Here's a listing of community supported agriculture (CSA) farms in the White River Valley. Now's the time to call to become members this summer.
Four Springs Farm
Produce and poultry
Jinny Hardy Cleland
776 Gee Hill Rd.
Luna Bleu Farm
Suzanne Long & Tim Sanford
96 Boles Road
Fat Rooster Farm
Produce & beef, lamb, poultry
354 Morse Farm Rd.
Howling Wolf Farm
Chickens, turkeys, pork Jennifer Colby
2315 Rte 14 South
Tunbridge Hill Farm
Wendy and Jean Palthey
135 Monarch Hill Road
On Four Springs Farm high above the Second Branch in Royalton, Jinny Hardy Cleland is adding a few wrinkles to the CSA plan.
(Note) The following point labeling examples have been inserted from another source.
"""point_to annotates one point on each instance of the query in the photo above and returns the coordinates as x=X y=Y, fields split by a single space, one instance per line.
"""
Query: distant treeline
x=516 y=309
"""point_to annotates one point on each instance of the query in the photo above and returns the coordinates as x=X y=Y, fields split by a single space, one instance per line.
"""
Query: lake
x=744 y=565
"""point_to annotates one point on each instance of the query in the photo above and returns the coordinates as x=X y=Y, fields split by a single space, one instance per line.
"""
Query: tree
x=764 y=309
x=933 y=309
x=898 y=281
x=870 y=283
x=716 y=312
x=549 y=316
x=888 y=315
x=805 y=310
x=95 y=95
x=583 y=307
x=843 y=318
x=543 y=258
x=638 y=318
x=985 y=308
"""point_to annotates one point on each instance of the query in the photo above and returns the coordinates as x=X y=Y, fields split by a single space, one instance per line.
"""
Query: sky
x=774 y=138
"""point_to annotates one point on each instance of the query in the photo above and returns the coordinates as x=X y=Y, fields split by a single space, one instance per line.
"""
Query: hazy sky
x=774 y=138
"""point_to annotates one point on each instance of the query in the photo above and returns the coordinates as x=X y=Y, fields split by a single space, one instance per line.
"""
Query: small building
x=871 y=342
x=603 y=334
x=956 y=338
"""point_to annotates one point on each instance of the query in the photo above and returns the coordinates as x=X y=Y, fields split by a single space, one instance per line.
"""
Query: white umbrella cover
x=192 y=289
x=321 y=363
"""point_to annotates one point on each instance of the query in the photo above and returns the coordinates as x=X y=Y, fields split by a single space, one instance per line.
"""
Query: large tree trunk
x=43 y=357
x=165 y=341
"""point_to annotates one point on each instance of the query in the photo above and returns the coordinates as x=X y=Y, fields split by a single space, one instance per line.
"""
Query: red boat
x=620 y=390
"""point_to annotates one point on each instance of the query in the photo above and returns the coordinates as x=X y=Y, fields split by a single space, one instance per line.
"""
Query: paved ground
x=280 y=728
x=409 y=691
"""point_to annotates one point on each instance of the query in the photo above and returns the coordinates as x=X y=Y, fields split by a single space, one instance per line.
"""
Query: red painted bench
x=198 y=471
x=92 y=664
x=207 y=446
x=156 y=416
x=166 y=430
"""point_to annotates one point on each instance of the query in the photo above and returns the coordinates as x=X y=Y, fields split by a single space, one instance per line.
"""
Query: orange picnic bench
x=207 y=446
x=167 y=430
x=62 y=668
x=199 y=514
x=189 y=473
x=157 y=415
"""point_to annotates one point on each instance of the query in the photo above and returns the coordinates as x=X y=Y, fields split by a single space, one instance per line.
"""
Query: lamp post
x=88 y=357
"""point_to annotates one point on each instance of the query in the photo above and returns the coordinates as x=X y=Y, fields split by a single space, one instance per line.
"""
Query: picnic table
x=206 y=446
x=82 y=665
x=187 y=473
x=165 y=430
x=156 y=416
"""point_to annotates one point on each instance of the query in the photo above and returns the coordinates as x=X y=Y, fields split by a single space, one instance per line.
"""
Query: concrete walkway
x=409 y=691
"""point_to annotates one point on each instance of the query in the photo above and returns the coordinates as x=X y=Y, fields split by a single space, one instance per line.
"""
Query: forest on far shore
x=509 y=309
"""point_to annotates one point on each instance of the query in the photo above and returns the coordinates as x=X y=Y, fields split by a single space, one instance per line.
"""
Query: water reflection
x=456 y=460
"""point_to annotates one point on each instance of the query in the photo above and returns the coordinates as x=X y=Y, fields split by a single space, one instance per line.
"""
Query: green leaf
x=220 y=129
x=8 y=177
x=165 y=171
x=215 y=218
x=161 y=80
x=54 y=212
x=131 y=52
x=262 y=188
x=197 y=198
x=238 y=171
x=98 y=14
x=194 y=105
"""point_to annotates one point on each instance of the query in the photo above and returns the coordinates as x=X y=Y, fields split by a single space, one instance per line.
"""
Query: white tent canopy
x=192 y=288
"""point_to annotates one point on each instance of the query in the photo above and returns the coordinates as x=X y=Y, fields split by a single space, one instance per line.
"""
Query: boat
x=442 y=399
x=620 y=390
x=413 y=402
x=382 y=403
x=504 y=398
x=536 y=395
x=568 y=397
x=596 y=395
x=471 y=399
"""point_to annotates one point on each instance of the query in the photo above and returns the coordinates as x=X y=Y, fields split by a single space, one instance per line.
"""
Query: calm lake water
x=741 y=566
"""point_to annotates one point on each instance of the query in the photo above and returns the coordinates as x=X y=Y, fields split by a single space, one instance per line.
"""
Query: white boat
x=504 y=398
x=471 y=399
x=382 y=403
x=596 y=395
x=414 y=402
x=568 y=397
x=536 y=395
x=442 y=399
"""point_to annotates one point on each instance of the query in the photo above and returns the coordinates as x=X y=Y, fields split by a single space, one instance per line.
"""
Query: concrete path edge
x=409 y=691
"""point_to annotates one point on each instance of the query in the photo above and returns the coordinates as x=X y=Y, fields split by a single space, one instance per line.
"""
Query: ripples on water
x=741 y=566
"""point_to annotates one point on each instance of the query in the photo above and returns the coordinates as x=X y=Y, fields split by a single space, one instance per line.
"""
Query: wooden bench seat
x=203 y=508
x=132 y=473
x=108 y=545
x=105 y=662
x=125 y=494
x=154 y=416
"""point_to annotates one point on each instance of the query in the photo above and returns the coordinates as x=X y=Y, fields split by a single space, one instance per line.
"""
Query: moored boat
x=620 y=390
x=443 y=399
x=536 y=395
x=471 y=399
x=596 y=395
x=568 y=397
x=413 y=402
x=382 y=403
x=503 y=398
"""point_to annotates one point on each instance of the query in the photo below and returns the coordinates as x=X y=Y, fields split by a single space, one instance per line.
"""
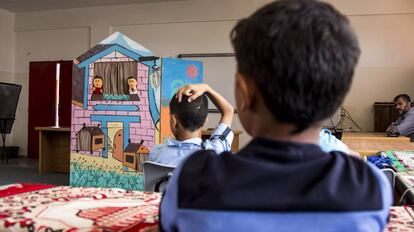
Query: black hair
x=301 y=54
x=191 y=115
x=404 y=97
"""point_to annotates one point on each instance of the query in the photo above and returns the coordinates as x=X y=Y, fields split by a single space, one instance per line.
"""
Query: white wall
x=7 y=38
x=385 y=29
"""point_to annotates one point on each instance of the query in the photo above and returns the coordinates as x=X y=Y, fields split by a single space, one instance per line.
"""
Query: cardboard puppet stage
x=120 y=110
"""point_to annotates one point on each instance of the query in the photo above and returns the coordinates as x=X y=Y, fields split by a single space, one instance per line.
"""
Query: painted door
x=119 y=145
x=42 y=82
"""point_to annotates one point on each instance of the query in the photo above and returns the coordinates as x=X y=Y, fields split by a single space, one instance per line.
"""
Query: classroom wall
x=7 y=52
x=199 y=26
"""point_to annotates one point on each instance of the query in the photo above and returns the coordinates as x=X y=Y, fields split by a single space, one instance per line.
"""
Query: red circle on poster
x=192 y=71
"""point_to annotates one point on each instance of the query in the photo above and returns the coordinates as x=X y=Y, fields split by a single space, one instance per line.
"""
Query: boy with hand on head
x=188 y=114
x=296 y=60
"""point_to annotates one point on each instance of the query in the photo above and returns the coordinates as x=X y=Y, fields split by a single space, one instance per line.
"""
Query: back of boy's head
x=191 y=115
x=301 y=54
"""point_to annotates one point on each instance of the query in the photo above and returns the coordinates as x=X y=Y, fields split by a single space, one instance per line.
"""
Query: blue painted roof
x=124 y=41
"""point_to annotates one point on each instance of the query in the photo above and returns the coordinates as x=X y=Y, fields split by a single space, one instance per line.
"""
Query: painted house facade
x=118 y=91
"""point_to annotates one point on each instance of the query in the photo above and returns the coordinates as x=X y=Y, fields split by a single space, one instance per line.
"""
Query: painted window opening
x=115 y=81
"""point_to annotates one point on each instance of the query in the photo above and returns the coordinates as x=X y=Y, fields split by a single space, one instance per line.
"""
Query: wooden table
x=54 y=149
x=371 y=143
x=378 y=136
x=205 y=134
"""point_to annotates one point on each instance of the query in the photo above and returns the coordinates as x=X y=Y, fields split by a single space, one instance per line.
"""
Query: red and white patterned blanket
x=72 y=209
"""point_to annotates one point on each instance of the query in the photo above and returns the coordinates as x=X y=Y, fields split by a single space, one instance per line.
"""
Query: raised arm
x=195 y=90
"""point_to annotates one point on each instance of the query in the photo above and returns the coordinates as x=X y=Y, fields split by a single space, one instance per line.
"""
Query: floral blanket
x=73 y=209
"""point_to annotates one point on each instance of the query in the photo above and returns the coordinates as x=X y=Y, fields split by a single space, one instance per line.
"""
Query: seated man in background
x=404 y=125
x=188 y=114
x=295 y=64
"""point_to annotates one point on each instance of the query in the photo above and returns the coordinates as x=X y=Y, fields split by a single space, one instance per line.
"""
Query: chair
x=156 y=176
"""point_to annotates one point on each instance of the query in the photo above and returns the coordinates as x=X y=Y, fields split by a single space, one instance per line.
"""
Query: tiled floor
x=23 y=170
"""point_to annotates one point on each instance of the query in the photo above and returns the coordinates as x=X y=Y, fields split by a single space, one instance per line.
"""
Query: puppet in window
x=97 y=86
x=132 y=84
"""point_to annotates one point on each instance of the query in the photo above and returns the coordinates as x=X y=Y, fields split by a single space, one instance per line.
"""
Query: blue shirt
x=276 y=186
x=174 y=152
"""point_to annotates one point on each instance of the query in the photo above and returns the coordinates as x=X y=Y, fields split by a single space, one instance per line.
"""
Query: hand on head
x=192 y=91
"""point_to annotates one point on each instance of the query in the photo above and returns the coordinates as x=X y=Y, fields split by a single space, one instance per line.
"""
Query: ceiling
x=17 y=6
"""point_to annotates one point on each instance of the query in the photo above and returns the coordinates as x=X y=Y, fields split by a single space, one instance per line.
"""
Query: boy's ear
x=245 y=91
x=174 y=121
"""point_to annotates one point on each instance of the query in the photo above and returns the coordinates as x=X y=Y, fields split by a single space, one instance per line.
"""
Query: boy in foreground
x=296 y=60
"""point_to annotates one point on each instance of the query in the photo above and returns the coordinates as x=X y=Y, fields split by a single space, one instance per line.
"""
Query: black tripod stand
x=5 y=128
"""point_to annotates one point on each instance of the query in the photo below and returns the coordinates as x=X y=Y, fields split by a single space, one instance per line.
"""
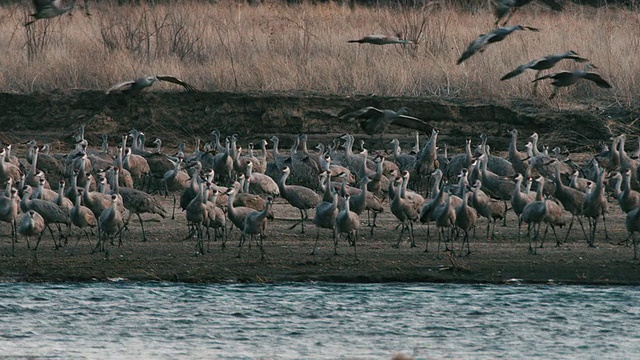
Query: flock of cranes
x=220 y=189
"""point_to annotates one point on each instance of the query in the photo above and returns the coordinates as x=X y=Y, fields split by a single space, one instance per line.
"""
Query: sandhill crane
x=47 y=9
x=31 y=224
x=10 y=157
x=544 y=63
x=216 y=218
x=325 y=217
x=111 y=224
x=493 y=36
x=191 y=191
x=50 y=212
x=553 y=217
x=8 y=170
x=465 y=219
x=567 y=78
x=628 y=199
x=44 y=194
x=533 y=214
x=578 y=183
x=138 y=202
x=139 y=84
x=518 y=159
x=500 y=187
x=83 y=217
x=626 y=162
x=298 y=196
x=196 y=214
x=138 y=167
x=378 y=39
x=459 y=162
x=632 y=223
x=244 y=198
x=62 y=200
x=489 y=208
x=175 y=180
x=508 y=8
x=405 y=211
x=347 y=222
x=403 y=160
x=426 y=158
x=595 y=205
x=9 y=206
x=260 y=184
x=375 y=121
x=444 y=216
x=236 y=214
x=366 y=201
x=572 y=200
x=437 y=197
x=519 y=200
x=98 y=202
x=255 y=223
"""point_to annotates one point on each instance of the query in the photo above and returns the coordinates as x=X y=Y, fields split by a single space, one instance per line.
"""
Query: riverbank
x=166 y=257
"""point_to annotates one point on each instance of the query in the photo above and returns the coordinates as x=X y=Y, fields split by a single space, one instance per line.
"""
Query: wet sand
x=168 y=256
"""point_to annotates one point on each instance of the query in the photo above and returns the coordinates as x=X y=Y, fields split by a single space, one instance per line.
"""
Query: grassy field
x=239 y=47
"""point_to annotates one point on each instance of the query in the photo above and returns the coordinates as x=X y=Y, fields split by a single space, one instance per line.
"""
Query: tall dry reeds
x=240 y=47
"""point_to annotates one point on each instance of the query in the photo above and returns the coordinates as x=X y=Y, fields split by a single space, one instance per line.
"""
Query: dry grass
x=238 y=47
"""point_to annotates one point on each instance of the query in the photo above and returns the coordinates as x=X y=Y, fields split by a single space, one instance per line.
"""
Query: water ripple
x=320 y=321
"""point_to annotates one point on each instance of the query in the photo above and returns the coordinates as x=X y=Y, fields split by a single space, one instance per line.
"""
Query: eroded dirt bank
x=177 y=117
x=182 y=115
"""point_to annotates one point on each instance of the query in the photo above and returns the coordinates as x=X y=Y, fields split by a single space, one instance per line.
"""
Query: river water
x=125 y=320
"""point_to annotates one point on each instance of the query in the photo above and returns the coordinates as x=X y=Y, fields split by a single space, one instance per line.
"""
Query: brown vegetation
x=239 y=47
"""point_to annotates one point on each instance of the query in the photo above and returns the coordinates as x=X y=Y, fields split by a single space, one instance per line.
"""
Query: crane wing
x=598 y=80
x=474 y=47
x=554 y=5
x=119 y=86
x=175 y=80
x=519 y=70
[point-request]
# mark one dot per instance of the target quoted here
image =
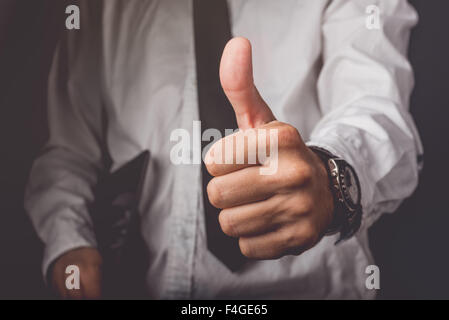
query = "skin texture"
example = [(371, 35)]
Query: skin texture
[(89, 261), (272, 215)]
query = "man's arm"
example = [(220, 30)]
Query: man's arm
[(61, 183), (364, 89)]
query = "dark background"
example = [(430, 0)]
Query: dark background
[(411, 246)]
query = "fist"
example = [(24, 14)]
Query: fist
[(283, 213), (89, 261)]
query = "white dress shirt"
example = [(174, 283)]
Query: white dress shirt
[(127, 79)]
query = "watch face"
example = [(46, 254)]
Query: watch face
[(351, 186)]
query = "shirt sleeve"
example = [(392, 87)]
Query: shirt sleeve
[(60, 187), (364, 90)]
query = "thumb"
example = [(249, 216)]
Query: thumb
[(236, 76)]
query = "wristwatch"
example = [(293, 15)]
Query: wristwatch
[(345, 187)]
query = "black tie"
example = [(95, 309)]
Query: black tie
[(212, 31)]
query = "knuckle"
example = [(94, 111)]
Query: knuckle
[(214, 193), (212, 168), (296, 175), (306, 204), (288, 135), (309, 234), (246, 249)]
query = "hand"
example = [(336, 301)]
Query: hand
[(272, 215), (89, 261)]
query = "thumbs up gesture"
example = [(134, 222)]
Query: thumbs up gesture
[(285, 212)]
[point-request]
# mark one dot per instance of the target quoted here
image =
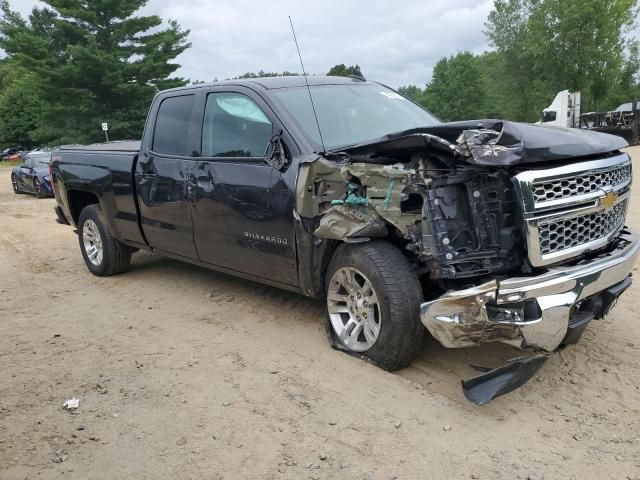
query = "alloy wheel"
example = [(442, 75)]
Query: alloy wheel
[(92, 242), (354, 310)]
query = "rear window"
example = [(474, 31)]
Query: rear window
[(172, 125)]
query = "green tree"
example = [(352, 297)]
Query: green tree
[(21, 105), (552, 45), (412, 92), (94, 61), (456, 91), (343, 71)]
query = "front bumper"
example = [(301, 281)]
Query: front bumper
[(529, 312)]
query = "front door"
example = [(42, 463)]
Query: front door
[(26, 175), (240, 221), (162, 172)]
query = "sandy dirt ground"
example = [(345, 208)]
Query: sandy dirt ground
[(186, 373)]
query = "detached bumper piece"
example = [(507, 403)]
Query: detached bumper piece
[(484, 388), (538, 313)]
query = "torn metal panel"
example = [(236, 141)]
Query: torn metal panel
[(342, 222), (494, 142)]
She's operated a CSA there for three years and has about 50 households as customers. This year, she's offering housing as well.
She's built a cabin for five and also offers five tent sites, open for reservation throughout the season. Her focus will be family groups "who want to see what's happening on a farm."
Reservations have begun to come in, she said this week. Eventually a total of four to six cabins are planned.
Guests and CSA families can use the picnic pavilion on the property and will be able to hear naturalists in special programs later this summer. The farm also has a Valley Quest site, providing guests with a self-guided educational tour of the topographical features.
A grand opening for the campground is planned for June 26.